Изменить размер шрифта - +
И еще она понимала, что спасать ее некому, а значит, она должна сделать это сама.

Она не имела ни малейшего представления, сколько времени провела в цепях. Не меньше суток, а может, и больше. Она не исключала, что прошло два, а возможно, и три дня. Темнота ее угнетала, а мозг требовал ответов на вопросы. Но ответы взять было негде, поэтому он порождал вполне предсказуемую и примитивную реакцию — страх. И всякий раз, когда он к ней являлся, всякий раз, когда она ощущала, как он трепещет внизу живота, превращает в желе ее руки и ноги и стискивает горло, она не отталкивала его и не пыталась убедить себя, что ей совершенно не страшно. Она его принимала. «Да, я закована в цепи и сижу в каком-то мрачном подземелье, — говорила она себе. — Поэтому вполне естественно, что мне страшно. У меня нет ни еды, ни питья. Я умираю с голоду, и это меня пугает. Я полностью обнажена, и, когда они за мной придут, они вполне могут причинить мне такую же боль, какую причинили Марку и Чарли Риццо, а также всем остальным до и после них. Конечно, я боюсь боли. Я не хочу страдать».

Но все это будет потом.

Первой частью их плана, в чем бы он ни заключался, разумеется, являлся страх. Они хотели ее как следует напугать. Именно поэтому они заперли ее в полном мраке. Они лишили ее одежды, чтобы она еще сильнее ощутила свою уязвимость. Они отказали ей в пище и воде, потому что голод и жажда приводят рассудок в весьма странное состояние. Ее мозг не имел ни малейшего представления о том, что происходит, как и о том, что будет происходить. Поэтому он принялся создавать самые разнообразные сценарии, один хлеще другого. Дарби все это признавала, одновременно понимая, что ей необходимо подготовиться ко всему, что ее ожидает: сохранить силы и, что еще важнее, здравомыслие. Она знала, что страх затуманивает рассудок, не позволяя воспользоваться представляющимися возможностями. Она знала об этом не понаслышке, прочувствовала все это, сидя в каземате ужасов Странника.

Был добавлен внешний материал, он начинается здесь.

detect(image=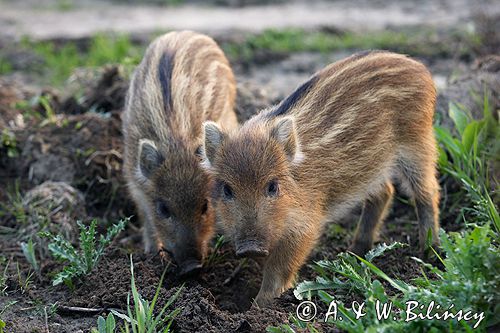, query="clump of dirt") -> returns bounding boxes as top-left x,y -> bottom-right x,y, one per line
60,66 -> 129,114
23,181 -> 87,241
436,55 -> 500,128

Она выжила тогда и выживет сейчас.

Поэтому она занимала себя тем, что было ей подвластно — собственным телом и собственным разумом. Ей было необходимо сохранить тело в форме, поэтому она растягивалась, качала пресс и отжималась. Окончив гимнастику, она медитировала, чтобы прояснить рассудок. «Не показывай им свой страх, — твердила она себе. — Именно этого они ожидают, этим подпитываются. Что бы ни случилось, не давай им то, чего они добиваются. Не поддавайся страху и панике, и ты обязательно найдешь выход. Эти люди не боги. В их жилах течет обычная кровь».

Первый явился, когда она спала. Ее разбудил звук поворачивающегося в замке ключа. Дверь распахнулась. Дарби приподнялась и села.

Она не услышала стука подошв по каменному полу. «Босые ноги», — подумала она.

Она замерла, прислушиваясь к звону цепей.

Звон смолк.

Звяк-звяк — возле самого уха. Дарби не шевелилась.

Звяк-звяк — прямо у нее перед лицом. Теплые капли упали ей на живот.

Звяк-звяк. Ей казалось, что сердце выскочит у нее из груди. Что-то холодное, твердое и мокрое скользнуло по внутренней стороне ее бедра. Она не шелохнулась. Что-то проползло по ее животу, потом по груди и плечу и исчезло.

Дверь закрылась, и она снова осталась одна. Она коснулась жидкости у себя на животе и поднесла пальцы к носу. Кровь.

Спустя какое-то время дверь снова отворилась. На этот раз пришли сразу несколько человек.

Она стояла у стены и слушала их мягкие шаги. Она чувствовала, как они ее окружают, слышала их дыхание.

Один из них подошел совсем близко и прижал край твердого предмета к ее губам. Она дернула головой и услышала плеск воды.

— Пей, — произнес низкий, приглушенный голос.

— Нет.

— Тебе необходимо сохранить силы. Твой рассудок тоже должен быть ясным, потому что тебе предстоит принять важное решение.